The A to Z guide, said to be the first of its kind in the UK, allows patients to search for experts in their condition and find the hospital they work at.

It also includes performance data on individual surgeons across 10 specialities.

The association represents more than 1,000 surgeons, nurses and doctors who specialise in treating patients with bowel diseases.

Association president Karen Nugent said: "Being diagnosed with a serious illness or disease can be a life-changing and bewildering experience. We want to give patients the information they need so they can easily find a surgeon who specialises in their condition.

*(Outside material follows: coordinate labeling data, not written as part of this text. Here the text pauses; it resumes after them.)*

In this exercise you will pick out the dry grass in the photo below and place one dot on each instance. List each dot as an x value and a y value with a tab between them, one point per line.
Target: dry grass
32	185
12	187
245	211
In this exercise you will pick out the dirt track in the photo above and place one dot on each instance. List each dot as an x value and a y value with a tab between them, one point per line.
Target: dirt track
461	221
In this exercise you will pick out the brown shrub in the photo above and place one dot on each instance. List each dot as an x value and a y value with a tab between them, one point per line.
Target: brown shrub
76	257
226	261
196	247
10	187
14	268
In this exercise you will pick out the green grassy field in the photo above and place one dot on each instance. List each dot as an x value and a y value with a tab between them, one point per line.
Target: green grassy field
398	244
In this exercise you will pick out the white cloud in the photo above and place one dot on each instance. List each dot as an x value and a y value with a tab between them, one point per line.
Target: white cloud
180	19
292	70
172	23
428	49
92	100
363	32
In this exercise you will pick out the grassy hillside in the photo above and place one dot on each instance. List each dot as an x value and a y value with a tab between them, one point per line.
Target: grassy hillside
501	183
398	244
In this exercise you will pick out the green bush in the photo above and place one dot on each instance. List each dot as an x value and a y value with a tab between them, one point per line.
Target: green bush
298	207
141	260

"This will empower people to choose a surgeon they have full confidence in and make sure they are being referred to the right doctor for their individual needs which will increase transparency."

Professor Norman Williams, president of the Royal College of Surgeons said: "Patients should have access to as much information as possible about their condition so they can make an informed decision about what treatment options exist and the likely outcomes.

"This website is a step forward in transparency - it will help patients to find out which surgeons specialise in their condition. It will also help them in discussions with their GP to decide where, and by whom, they would like to be treated.

"We hope it will inspire other specialist organisations to provide patients with the information they need."

Mark Flannagan, chief executive of the charity Beating Bowel Cancer, said: "It's vital that simple and clear data is available to help patients make decisions and give them choice. We know that patients have a thirst for information, but it can often be difficult for them to access it during what can be a frightening time in their lives.

"This is a positive step forward in providing patients with the information they need and promoting transparency. It's the realisation that patient choice is important and that they should be empowered to make decisions about their treatment.

"This is the start and as more information becomes available, we hope it will develop into what can be a valuable and user friendly tool to help patients find the right surgeon, compare outcomes, and give them the reassurance they need."